Revoilà Winckelmans, mais « il souffre et il ne sera plus guère utile » ; un « figurant » selon la revue Football. Après un bel arrêt du « petit Louis » (Vandeputte), c’est au tour de Meurisse d’être touché. Mais cette fois, rien de grave et on reprend. Les Dogues se montrent plus séduisant mais, sur un contre, « la défense lilloise est débordée », et l’avant-centre et l’intérieur droit se retrouvent seuls face au gardien lillois (2-0, 31e). la dernière occasion lilloise de la première période est pour… Winckelmans qui, seul, réussit une figure lamentable et place à côté. Pauvre de lui !
Feyenoord/Go Ahead dans les années 1930. Illustration sur paquet de cigarettes N.V. The Vittoria Egypt Cigarette Company, Auteur inconnu
Le coup d’envoi de la seconde période est sifflé à 18h28. On s’est un peu réorganisé côté lillois avec Duponchelle désormais demi-gauche et Berry arrière droit. Mais, cette fois, les Néerlandais ont le vent dans le dos et vont en profiter « de traîtresse façon » car « les Hollandais shootent sous tous les angles ». Traîtres ! Finalement, une série de passe entre avant arrive à l’intérieur gauche qui marque (3-0, minute non précisée).
Trois minutes plus tard, le score est de 4-1 : Lille a d’abord réduit l’écart par Duval (3-1), avant que l’intérieur gauche ne marque le même but qu’il avait marqué 3 minutes avant (4-1, minute non précisée). Lille marque encore par Vandevelde, bien servi par Varga (4-2, minute non précisée. Chiant hein ?).
Feyenoord est alors très dominateur, « grandement aidé par le vent. Les essais au but pleuvent, fort imprécis ». Vandeputte sauve quelques ballons puis, sur une contre-attaque, Varga lance Duval sur l’aile droite ; son centre est mal renvoyé par Van Kale et Vandevelde suit (4-3, 73e). La fin de match est ouverte, et Duval (ou Vandevelde selon Football) est proche d’égaliser en tout fin de match.
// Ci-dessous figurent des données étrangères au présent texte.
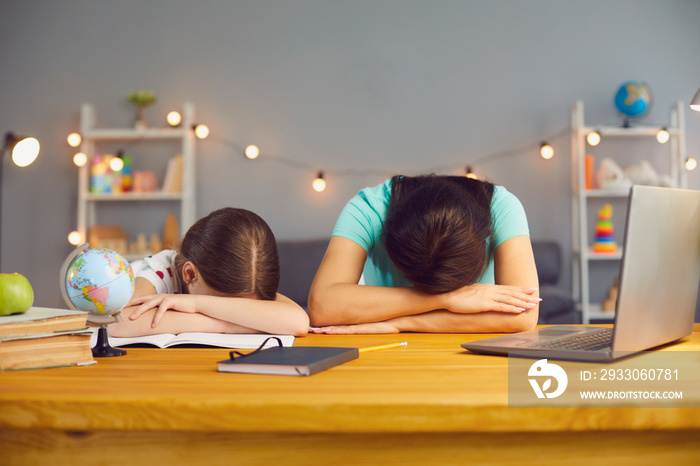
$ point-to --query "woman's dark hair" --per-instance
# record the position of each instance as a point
(436, 230)
(234, 251)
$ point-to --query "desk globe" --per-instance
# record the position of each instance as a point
(99, 282)
(633, 100)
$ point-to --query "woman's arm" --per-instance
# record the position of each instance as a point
(204, 313)
(336, 299)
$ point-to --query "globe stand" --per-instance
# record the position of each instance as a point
(102, 348)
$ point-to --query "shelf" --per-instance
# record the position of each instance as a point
(604, 256)
(584, 261)
(119, 134)
(154, 196)
(89, 204)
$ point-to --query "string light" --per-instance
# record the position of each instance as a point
(546, 151)
(593, 138)
(201, 131)
(319, 183)
(74, 139)
(252, 152)
(80, 159)
(663, 135)
(174, 118)
(25, 152)
(75, 238)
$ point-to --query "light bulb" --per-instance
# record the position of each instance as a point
(546, 151)
(75, 238)
(252, 152)
(25, 152)
(74, 139)
(695, 103)
(319, 183)
(80, 159)
(663, 135)
(116, 164)
(593, 138)
(173, 118)
(201, 131)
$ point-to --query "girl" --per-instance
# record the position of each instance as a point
(224, 280)
(437, 253)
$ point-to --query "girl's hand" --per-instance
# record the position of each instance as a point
(162, 302)
(372, 327)
(487, 297)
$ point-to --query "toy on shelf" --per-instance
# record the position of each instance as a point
(604, 231)
(609, 304)
(108, 237)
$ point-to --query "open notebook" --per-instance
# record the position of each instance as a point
(218, 340)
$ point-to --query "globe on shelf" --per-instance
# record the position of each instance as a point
(99, 282)
(633, 100)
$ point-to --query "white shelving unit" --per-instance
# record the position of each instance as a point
(583, 254)
(92, 137)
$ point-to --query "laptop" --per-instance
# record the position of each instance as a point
(658, 288)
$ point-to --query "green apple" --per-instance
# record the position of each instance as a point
(16, 294)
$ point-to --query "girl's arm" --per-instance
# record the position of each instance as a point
(204, 313)
(336, 299)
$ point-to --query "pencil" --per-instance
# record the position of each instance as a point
(379, 347)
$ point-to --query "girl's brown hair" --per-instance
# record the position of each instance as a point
(234, 251)
(436, 230)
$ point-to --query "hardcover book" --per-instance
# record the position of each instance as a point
(41, 351)
(39, 320)
(219, 340)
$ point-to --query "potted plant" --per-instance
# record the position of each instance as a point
(141, 99)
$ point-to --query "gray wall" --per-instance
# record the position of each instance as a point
(388, 85)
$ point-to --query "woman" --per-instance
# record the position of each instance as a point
(437, 253)
(223, 279)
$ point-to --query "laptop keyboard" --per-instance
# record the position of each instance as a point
(590, 341)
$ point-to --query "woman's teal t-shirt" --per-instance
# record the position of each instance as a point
(362, 221)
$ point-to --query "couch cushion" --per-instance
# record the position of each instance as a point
(548, 261)
(299, 261)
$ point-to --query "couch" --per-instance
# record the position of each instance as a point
(299, 260)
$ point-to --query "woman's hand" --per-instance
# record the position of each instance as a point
(372, 327)
(487, 297)
(162, 302)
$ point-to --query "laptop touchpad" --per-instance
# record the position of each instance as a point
(553, 332)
Feyenoord Rotterdam s’impose 4-3.
Le Grand Echo du Nord, 17 août 1930
Selon le Grand Echo, les Lillois ont mis du temps à démarrer mais on eu le mérite de réagir au moment où on imaginait plutôt qu’ils allaient s’effondrer : « la tenue fut tout simplement remarquable en seconde mi-temps ». Selon André Messelin – le journaliste – Vandeputte a été le meilleur lillois : il a d’ailleurs été applaudi par l’ensemble du public. Berry, qui joué a plusieurs postes, s’est également distingué, et Théry a bien rattrapé en seconde période ses erreurs de la première. Quant à Barett, nouveau venu, il a été très discret, mais « on sent que le gaillard a de la classe » (Football). À 10, Lille ne perd que d’un but face à une belle équipe : « être battu dans de telles conditions est un résultat plus qu’honorable » (Football). Ainsi, « l‘exhibition des olympiens est satisfaisante et surtout pleine de promesses ».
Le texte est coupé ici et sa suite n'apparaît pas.